Rev. Shaw is an ordained minister with over 25 years of experience as a human rights advocate.  He served as a Los Angeles County Deputy Sheriff and is currently the Executive Director of the Inglewood-South Bay chapter of the NAACP.  He has obtained three NAACP national resolutions against the forced drugging and electroshocking of children and teens, and he is a past recipient of the Congressional Black Caucus Foundation award for his NAACP leadership and dedication in protecting children against psychiatric labeling and drugging.  He is also a CCHR spokesperson.

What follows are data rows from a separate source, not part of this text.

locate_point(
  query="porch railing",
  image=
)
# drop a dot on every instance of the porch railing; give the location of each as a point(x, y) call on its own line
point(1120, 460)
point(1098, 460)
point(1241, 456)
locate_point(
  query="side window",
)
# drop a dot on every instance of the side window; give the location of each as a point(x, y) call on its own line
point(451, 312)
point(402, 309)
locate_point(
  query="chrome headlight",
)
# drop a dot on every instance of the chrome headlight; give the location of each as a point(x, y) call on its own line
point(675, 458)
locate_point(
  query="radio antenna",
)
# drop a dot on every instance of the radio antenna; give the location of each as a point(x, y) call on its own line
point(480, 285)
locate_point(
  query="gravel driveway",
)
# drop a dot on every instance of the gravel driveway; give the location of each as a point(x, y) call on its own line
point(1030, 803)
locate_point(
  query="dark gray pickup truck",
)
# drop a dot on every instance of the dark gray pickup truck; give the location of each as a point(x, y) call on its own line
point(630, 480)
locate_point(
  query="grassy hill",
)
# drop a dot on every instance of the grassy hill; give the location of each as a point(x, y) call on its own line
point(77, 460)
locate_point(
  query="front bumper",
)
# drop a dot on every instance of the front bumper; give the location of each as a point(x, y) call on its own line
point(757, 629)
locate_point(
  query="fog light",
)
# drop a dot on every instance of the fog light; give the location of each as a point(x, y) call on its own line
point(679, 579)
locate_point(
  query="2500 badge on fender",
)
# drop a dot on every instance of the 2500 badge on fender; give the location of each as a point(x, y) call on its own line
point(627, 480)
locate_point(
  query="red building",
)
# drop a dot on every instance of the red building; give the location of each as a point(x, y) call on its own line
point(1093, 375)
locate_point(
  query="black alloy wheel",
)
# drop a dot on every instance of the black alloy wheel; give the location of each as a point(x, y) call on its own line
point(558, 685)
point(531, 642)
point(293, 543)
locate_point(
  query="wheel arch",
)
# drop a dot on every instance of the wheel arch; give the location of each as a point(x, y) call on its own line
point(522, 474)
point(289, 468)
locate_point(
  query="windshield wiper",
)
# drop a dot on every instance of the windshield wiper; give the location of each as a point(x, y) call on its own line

As a human rights organization and mental health industry watchdog, CCHR has exposed and campaigned against racism and racial abuse in the mental health system since our inception in 1969.  CCHR has worked with the NAACP since 2003 in exposing the stigmatizing labeling and drugging of African American children and, with Rev. Shaw, in obtaining the three national NAACP resolutions.

The entrenched legacy of eugenics in the mental health industry has permeated all sectors of society, paving the way for racial discrimination and abuse.  CCHR is dedicated to bringing to light the truth about how psychiatry and psychology are the instigators and peddlers of racism, not the help for it.